Poster Display - 211
Pediatric pseudo-meigs’ syndrome secondary to a sertoli-leydig cell tumor with elevated cancer antigen 125 and alpha-fetoprotein: a case report
Varag Abed 1, Marla Sacks 1, Carlos Reck 1, Anna Kamenieva 2, Yaoping Zhang 3, Francisca Velcek 1
1 Department of General Surgery, Division of Pediatric Surgery, State University of New York Downstate Health Sciences University
2 Department of Pathology, State University of New York Downstate Health Sciences University
3 Department of Pediatrics, Division of Pediatric Hematology-Oncology, State University of New York Downstate Health Sciences University
Introduction: Pseudo-Meigs’ syndrome is described as the triad of a pleural effusion, ascites, and pelvic or abdominal tumor that is not an ovarian fibroma or thecoma. To our knowledge, this is the first reported pediatric case of pseudo-Meigs’ syndrome secondary to a Sertoli-Leydig cell tumor (SLCT).

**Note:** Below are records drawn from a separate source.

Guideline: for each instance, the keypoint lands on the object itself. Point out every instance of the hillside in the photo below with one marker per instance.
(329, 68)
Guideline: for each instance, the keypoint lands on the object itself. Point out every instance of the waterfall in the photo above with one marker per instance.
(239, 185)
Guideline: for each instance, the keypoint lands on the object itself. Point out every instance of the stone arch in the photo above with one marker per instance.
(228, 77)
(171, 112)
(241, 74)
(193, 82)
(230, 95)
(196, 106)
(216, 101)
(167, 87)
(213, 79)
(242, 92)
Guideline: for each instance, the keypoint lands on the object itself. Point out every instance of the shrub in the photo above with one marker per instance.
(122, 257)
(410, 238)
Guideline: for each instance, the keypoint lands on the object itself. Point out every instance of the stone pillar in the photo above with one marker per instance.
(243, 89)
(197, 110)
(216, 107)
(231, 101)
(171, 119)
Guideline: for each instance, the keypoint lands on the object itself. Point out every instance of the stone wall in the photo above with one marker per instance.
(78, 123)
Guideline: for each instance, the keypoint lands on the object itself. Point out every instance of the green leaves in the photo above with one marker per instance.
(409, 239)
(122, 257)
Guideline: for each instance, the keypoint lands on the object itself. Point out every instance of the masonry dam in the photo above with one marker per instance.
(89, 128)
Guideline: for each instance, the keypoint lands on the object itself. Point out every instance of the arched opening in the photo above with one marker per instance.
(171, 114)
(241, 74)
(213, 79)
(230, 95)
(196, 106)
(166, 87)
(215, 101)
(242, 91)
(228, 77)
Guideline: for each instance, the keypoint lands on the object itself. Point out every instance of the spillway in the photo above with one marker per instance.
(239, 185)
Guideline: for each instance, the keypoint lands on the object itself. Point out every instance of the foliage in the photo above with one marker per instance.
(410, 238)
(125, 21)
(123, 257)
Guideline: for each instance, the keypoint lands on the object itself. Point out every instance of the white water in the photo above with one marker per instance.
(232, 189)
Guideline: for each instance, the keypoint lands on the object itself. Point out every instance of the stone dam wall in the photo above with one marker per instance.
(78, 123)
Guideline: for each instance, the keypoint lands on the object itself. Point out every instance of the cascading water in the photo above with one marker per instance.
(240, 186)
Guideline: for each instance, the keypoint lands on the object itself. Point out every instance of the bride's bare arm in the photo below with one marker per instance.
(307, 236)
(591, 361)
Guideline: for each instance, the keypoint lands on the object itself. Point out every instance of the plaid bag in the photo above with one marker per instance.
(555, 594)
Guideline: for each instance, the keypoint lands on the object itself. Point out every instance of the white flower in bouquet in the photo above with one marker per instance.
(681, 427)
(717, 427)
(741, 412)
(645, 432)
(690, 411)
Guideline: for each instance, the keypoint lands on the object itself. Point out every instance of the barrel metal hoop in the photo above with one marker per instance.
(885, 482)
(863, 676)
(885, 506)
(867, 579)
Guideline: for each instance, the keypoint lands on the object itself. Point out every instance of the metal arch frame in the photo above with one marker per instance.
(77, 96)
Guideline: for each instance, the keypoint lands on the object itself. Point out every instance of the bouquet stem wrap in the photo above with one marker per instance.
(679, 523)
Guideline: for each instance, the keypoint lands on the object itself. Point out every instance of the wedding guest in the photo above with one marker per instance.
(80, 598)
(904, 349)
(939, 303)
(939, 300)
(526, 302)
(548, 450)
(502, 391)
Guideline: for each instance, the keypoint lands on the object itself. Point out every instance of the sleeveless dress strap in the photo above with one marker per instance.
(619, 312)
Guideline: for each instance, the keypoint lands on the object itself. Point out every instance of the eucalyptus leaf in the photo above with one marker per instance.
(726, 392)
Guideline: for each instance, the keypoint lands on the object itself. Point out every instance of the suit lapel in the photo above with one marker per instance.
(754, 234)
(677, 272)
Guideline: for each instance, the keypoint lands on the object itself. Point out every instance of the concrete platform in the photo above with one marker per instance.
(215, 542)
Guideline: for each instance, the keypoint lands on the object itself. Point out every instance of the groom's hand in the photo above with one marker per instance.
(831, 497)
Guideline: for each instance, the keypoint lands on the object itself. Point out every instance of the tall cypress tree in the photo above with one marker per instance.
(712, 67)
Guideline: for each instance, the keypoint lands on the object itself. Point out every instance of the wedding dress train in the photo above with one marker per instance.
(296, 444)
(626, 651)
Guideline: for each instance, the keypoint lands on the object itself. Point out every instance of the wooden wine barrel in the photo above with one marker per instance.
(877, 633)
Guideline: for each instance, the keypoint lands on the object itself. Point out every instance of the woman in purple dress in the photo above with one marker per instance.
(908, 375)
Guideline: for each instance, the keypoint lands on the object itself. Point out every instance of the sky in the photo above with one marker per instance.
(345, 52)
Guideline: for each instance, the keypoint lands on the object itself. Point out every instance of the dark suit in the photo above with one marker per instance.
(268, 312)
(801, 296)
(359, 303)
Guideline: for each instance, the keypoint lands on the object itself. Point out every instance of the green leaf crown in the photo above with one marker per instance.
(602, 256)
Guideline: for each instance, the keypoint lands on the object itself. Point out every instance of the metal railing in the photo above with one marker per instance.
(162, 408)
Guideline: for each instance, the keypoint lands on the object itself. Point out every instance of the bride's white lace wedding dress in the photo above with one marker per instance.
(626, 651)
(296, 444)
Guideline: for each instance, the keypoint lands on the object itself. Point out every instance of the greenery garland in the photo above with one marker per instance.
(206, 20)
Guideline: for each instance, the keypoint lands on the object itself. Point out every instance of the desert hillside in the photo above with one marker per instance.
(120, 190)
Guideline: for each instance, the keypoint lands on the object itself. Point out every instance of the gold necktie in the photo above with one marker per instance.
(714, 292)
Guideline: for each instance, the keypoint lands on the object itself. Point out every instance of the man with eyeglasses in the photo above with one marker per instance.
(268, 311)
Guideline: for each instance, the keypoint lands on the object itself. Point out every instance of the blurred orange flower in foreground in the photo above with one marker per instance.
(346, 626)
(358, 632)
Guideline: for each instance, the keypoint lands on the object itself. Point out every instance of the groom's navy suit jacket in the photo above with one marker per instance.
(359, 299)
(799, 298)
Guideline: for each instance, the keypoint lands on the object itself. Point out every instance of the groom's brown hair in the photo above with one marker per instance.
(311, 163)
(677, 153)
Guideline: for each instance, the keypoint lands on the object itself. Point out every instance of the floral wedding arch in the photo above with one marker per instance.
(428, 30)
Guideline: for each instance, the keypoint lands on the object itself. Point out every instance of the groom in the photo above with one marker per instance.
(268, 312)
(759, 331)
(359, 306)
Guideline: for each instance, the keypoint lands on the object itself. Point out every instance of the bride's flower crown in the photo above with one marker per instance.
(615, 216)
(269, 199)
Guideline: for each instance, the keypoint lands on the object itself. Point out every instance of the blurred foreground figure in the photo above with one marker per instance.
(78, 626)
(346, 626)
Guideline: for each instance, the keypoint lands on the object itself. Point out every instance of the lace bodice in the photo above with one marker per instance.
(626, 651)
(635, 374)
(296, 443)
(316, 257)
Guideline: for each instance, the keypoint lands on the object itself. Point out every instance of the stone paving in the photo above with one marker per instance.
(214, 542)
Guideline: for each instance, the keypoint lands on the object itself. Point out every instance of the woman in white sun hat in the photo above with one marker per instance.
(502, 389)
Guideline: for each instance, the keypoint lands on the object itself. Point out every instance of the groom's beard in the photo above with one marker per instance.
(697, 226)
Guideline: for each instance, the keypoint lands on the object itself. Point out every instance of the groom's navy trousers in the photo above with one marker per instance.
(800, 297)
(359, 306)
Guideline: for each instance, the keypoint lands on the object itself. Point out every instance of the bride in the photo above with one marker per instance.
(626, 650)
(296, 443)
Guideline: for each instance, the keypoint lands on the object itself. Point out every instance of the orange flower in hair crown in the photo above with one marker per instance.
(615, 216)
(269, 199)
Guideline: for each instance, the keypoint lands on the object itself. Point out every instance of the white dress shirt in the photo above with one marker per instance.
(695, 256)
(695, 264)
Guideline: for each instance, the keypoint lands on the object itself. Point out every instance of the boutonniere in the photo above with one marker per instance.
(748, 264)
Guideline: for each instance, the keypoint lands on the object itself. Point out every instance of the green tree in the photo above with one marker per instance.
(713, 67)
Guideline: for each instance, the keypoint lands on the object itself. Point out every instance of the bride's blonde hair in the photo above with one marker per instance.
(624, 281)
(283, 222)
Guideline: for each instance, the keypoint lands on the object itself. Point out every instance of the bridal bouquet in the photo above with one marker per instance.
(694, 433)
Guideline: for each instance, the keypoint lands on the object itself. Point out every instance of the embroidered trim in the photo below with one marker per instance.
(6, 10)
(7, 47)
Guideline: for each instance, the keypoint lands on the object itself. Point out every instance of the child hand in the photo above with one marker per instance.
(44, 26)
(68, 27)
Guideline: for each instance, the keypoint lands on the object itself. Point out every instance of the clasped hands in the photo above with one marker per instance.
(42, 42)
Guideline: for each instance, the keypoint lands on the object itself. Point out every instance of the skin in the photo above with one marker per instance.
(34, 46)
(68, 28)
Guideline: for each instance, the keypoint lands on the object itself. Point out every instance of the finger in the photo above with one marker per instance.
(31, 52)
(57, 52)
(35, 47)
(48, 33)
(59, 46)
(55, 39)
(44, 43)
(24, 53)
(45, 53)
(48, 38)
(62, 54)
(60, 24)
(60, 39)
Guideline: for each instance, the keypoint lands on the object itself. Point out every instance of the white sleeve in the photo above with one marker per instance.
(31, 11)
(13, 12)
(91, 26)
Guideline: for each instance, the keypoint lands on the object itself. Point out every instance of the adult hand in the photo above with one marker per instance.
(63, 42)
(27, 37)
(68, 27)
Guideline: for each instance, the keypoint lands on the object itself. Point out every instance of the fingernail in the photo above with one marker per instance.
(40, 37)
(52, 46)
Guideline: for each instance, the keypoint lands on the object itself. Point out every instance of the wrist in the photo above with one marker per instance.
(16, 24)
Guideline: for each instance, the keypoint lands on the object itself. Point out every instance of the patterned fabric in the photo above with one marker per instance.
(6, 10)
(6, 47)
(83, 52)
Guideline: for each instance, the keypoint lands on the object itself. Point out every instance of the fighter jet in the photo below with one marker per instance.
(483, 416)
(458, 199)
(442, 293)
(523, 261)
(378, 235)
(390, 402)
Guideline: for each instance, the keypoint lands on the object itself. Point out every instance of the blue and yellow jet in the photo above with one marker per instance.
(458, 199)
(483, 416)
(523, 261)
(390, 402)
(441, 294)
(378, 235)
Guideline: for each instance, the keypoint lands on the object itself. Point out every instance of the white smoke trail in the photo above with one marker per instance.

Case Presentation: A 12-year-old female with a past medical history of asthma and obesity (body mass index of 37) presented to the emergency department with complaints of abdominal pain, loss of appetite, irregular menses, and shortness of breath for one month. An abdominal ultrasound was obtained which showed a very large echoic heterogeneous structure involving the entire abdomen and moderate perihepatic and pelvic ascites. Computed Tomography (CT) imaging showed a large right pleural effusion with collapse of the right lower lobe, partial collapse of the right middle and upper lobes, and a 21.6x21.3x14.6 cm complex cystic mass in the abdomen. Tumor markers were significant for an elevated Cancer Antigen-125 (CA-125) of 1,227 U/mL and alpha-fetoprotein (AFP) of 2,385 ng/mL. She subsequently underwent right pleural thoracentesis, right tube thoracostomy, exploratory-laparotomy, and left salpingo-oophorectomy. Surgical pathology was consistent with a poorly differentiated SLCT.
Conclusion: Pseudo-Meigs’ syndrome secondary to a SLCT in an adolescent is an exceedingly rare diagnosis. Multidisciplinary care for these patients consisting of pediatric surgery, general pediatrics, and pediatric hematology/oncology services is critical for management.